The Bergen County Prosecutor's Office will present two recent police-involved shootings to a grand jury, the office announced Tuesday.
The fatal shootings occurred in May in Hackensack and Lyndhurst.
Authorities say Elvin Diaz was shot and killed on May 21 when two Hackensack police officers drew and fired their weapons. The officers were responding to reports that Diaz had not checked in with his parole officer. He allegedly threatened police with a meat cleaver before he was shot.
Diaz's mother was relieved by news of the case going to a grand jury. Cecilia Diaz alleges officers just barged into the home.
"It's so crazy how people come in here and kill my son," she says. "That's so crazy."
Cecilia Diaz says she would like to speak face to face with the officers who fired at her son.
The second shooting going to the grand jury occurred on May 29 in Lyndhurst. Kevin Allen was shot and killed by two Lyndhurst officers in the Lyndhurst Public Library.
Allen was wanted for contempt of court and failing to show up for a work-release program. During a confrontation at the library, Allen was shot and killed. Police say he had a knife at the time.
Allen's shooting prompted a series of protests within the community. Allen's family members participated as well.
"We want to thank the prosecutor's office," says Robert Walker, Allen's cousin. "They made a concerted effort to do their due diligence."

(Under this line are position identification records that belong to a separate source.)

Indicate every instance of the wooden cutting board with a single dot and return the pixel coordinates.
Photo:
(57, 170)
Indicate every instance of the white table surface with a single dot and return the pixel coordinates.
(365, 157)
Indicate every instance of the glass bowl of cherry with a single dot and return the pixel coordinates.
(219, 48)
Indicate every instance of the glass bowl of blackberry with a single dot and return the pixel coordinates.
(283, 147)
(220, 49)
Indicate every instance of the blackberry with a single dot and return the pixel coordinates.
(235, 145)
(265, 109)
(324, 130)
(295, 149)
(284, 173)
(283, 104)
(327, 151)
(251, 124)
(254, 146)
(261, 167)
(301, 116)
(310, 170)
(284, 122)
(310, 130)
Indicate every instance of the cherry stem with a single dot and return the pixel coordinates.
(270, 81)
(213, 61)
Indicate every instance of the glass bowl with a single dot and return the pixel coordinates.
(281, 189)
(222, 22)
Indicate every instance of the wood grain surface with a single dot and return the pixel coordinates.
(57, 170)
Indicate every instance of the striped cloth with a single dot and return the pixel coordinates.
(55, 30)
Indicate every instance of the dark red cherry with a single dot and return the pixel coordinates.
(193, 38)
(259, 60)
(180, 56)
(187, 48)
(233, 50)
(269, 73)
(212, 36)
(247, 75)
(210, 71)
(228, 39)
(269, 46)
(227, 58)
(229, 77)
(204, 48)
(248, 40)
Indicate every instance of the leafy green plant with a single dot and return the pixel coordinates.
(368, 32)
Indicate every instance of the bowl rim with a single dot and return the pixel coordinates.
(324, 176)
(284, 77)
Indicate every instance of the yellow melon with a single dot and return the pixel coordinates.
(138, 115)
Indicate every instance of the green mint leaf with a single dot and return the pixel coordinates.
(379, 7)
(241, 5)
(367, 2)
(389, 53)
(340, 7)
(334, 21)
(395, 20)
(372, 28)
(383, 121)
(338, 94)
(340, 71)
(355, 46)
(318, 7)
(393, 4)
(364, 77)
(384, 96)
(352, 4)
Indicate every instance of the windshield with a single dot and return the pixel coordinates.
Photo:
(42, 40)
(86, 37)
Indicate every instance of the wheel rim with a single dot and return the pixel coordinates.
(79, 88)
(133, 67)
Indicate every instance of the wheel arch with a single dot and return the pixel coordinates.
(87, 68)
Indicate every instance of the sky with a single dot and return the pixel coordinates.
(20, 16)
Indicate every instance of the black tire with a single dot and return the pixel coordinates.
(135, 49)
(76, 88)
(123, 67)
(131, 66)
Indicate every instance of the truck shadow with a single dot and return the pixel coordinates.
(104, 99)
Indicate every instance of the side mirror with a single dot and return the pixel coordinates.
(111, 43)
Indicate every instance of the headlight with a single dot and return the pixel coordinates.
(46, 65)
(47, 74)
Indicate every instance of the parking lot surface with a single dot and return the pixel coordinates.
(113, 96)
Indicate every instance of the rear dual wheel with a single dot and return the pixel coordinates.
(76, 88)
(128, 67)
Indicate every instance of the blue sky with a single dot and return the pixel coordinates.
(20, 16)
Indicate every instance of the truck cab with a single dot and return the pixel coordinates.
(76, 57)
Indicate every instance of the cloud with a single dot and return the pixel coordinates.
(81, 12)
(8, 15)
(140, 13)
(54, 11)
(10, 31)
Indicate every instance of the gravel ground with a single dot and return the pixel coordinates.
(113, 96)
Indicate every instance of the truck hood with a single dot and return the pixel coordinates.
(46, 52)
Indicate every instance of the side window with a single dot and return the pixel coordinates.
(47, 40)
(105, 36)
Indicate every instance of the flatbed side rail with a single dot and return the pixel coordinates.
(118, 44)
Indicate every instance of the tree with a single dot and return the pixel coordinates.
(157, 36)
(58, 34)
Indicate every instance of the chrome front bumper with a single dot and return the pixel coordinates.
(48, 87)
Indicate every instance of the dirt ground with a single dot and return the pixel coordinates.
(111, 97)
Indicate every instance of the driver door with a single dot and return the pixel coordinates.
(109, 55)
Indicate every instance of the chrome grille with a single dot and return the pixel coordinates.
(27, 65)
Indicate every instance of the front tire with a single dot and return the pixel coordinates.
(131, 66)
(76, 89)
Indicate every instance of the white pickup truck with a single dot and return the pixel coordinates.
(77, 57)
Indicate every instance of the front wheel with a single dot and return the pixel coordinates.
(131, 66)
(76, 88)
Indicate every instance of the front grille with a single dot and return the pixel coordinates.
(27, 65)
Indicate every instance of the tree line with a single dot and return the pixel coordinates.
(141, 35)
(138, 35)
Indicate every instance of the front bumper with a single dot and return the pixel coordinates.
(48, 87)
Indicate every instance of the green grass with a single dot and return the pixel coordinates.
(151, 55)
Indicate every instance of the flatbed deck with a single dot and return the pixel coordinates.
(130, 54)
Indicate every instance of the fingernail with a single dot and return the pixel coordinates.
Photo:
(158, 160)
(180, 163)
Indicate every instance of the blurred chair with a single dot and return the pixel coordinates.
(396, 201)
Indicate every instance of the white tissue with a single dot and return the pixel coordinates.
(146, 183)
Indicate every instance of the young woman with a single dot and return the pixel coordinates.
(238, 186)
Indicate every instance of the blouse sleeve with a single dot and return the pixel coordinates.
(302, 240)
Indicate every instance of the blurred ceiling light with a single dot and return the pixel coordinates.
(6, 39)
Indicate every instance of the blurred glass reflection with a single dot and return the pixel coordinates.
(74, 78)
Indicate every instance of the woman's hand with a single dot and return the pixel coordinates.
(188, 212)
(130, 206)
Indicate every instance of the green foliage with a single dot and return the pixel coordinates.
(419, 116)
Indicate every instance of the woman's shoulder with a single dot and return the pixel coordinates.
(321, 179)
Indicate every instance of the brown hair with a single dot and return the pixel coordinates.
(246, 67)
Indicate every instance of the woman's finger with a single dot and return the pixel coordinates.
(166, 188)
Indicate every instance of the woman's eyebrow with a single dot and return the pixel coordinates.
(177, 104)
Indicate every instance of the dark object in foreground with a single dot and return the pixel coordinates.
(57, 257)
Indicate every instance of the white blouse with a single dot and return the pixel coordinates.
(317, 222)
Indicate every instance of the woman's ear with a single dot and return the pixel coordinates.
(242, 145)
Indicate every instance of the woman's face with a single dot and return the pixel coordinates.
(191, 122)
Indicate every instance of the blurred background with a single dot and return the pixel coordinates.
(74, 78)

"We appreciate our police, we appreciate law enforcement. They are very much needed," says another cousin, Jackie Handsford. "But we also want things done in a decent and respectful manner."
The prosecutor's office says it is still investigating a third police-involved shooting that occurred on June 11. In that shooting, 22-year-old Raymond Peralta-Lantigua was shot by police after they responded to a disturbance on Johnson Avenue.
The office says it is currently not ready to say if that case will go to a grand jury as well.
The announcement by the Bergen County prosecutor comes on the heels of an attorney general policy that was updated two weeks ago. It says a police shooting must go before the grand jury unless there are "undisputed facts" that show the use of force was justified.